From 1985, there’s “Private Resort,” a critically maligned and infamous comedy known mainly for starring then unknowns Johnny Depp and Rob Morrow. The pair plays high schoolers on spring break who wreak havoc in a private resort hotel. They get in to all sorts of misadventures and hijinks including wild parties, getting in to trouble with a young lunk headed Andrew Dice Clay, and come across insanely busty Leslie Easterbrook, who plays the Southern Belle wife of the hotel owner. “Private Resort” should only be watched for the sense of irony as it’s generally laughless and totally aimless in its narrative, but at least shamelessly embraces the decade’s aesthetic.

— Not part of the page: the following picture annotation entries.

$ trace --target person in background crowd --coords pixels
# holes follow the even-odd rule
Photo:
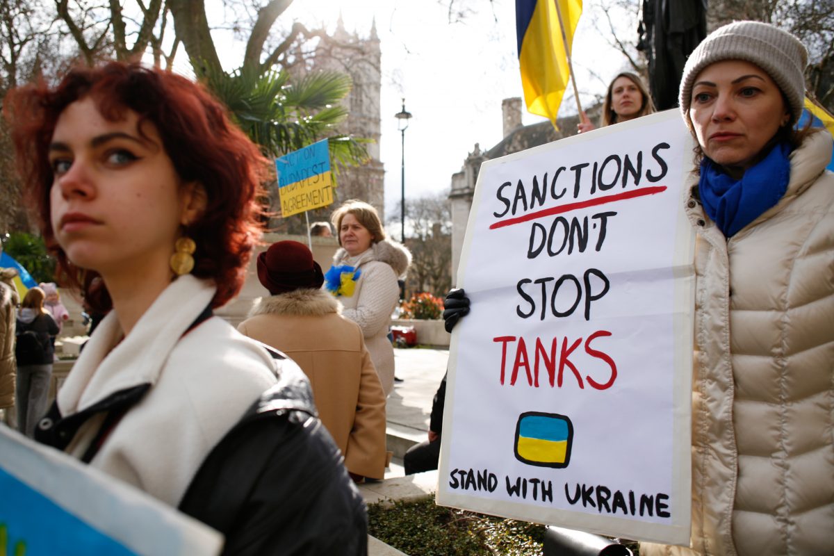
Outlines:
[[[15,422],[14,386],[17,366],[14,360],[15,308],[20,299],[12,279],[18,275],[14,268],[0,268],[0,409],[3,421],[12,426]]]
[[[304,373],[212,314],[243,283],[269,162],[199,84],[137,63],[3,111],[58,282],[112,308],[36,439],[221,532],[224,553],[365,553]]]
[[[414,444],[403,456],[405,474],[432,471],[437,468],[440,459],[440,434],[443,433],[443,408],[446,403],[446,375],[437,388],[431,402],[429,418],[429,439]]]
[[[408,271],[411,253],[386,238],[379,215],[367,203],[347,201],[331,219],[342,248],[333,257],[324,286],[342,302],[342,315],[361,327],[388,396],[394,389],[394,348],[388,328],[399,303],[397,278]]]
[[[55,319],[43,308],[45,298],[40,288],[29,288],[20,303],[15,331],[18,430],[30,438],[46,411],[55,357],[52,340],[58,332]]]
[[[654,112],[651,95],[643,80],[631,72],[623,72],[608,85],[605,100],[602,103],[601,127],[627,122]],[[585,113],[582,113],[581,120],[576,126],[580,133],[596,129]]]
[[[310,224],[310,235],[319,238],[332,238],[333,230],[330,229],[330,223],[328,222],[314,222]]]
[[[42,282],[38,287],[43,290],[47,296],[43,301],[43,307],[49,311],[55,322],[58,323],[58,333],[63,329],[64,321],[69,320],[69,312],[63,303],[61,303],[61,294],[58,293],[58,285],[54,282]]]
[[[796,37],[756,22],[686,62],[691,551],[641,554],[834,554],[834,174],[831,135],[794,129],[806,63]]]
[[[321,289],[321,267],[304,243],[270,245],[258,256],[258,278],[270,297],[258,300],[238,330],[281,350],[307,374],[321,422],[351,478],[383,478],[385,394],[361,328]]]

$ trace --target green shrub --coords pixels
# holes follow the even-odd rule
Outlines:
[[[369,533],[412,556],[540,556],[545,527],[435,504],[368,506]]]

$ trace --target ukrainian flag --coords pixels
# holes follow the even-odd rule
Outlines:
[[[18,288],[18,295],[20,296],[21,299],[26,297],[26,293],[29,291],[30,288],[38,285],[29,272],[6,252],[0,253],[0,268],[14,268],[18,271],[18,275],[12,278],[12,282]]]
[[[515,426],[515,458],[530,465],[564,468],[570,461],[573,424],[565,415],[529,412]]]
[[[559,3],[567,45],[562,41]],[[525,103],[530,113],[556,125],[568,86],[568,55],[582,13],[582,0],[515,0],[515,37]]]
[[[825,128],[828,133],[834,136],[834,116],[829,114],[825,108],[814,103],[807,97],[805,98],[805,109],[802,115],[796,123],[796,127],[800,129],[805,127],[805,123],[811,118],[811,128]],[[831,153],[831,159],[828,162],[828,169],[834,172],[834,151]]]

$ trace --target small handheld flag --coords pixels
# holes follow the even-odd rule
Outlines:
[[[834,116],[819,104],[814,103],[807,97],[805,98],[805,108],[802,115],[796,123],[796,128],[801,129],[805,127],[808,118],[811,118],[811,128],[825,128],[828,133],[834,136]],[[831,152],[831,159],[828,161],[828,169],[834,172],[834,151]]]

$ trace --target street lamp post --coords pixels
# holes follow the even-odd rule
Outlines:
[[[399,241],[405,243],[405,130],[409,128],[409,120],[411,113],[405,111],[405,99],[403,99],[402,111],[394,114],[397,118],[397,129],[402,138],[403,160],[400,165],[400,197],[399,197]]]

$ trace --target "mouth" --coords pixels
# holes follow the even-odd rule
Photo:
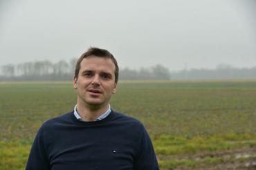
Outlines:
[[[100,89],[89,89],[88,92],[93,93],[93,94],[102,94],[102,92]]]

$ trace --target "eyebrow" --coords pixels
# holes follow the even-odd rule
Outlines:
[[[84,70],[82,74],[84,74],[84,73],[92,73],[92,72],[95,72],[93,70]],[[100,74],[108,74],[111,76],[112,76],[112,74],[110,73],[110,72],[101,72],[100,73]]]

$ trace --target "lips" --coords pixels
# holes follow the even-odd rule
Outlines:
[[[94,93],[94,94],[102,94],[102,92],[100,89],[89,89],[88,90],[89,92]]]

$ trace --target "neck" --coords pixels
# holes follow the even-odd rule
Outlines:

From 1984, there’s “Hardbodies,” another sand and sun comedy based around a slacker and beach liason named Scotty who is kicked out of his apartment by his mean landlord. When three middle aged bachelors arrive to the beach to have a weekend of sex and partying, they hire Scotty to recruit a bunch of hot women for them. While helping them learn how to talk to women and luring women to perform, Scotty begins falling for a local, who also becomes the object of affection for one of the middle aged bachelors. It’s silly, absurd, and pure eighties drivel. The 1985 “Perfect” finds John Travolta at the beginning of his eighties slump. After banking on the popularity of the sixties, disco, and the Southern boom of the seventies, he never hits it with the aerobics-centric drama comedy “Perfect.”
Travolta plays a “Rolling Stones” writer set to chronicle how fitness clubs have become a place for singles to meet. When he ends up falling for Curtis’ aerobics instructor, he garners a crisis of conscience and begins rethinking his article. Finally 1983’s “Spring Break” directed by Sean S. Cunningham is another fun and sun beach romp about four guys who meet on spring break and begin engaging in a series of wet T-shirt contests, and beer drinking competitions, all the while one of the main characters Nelson fights his evil uncle who wants to tear down the hotel and end their summer fun. All four films have no special features, but are given solid transfers on two Blu-Ray discs.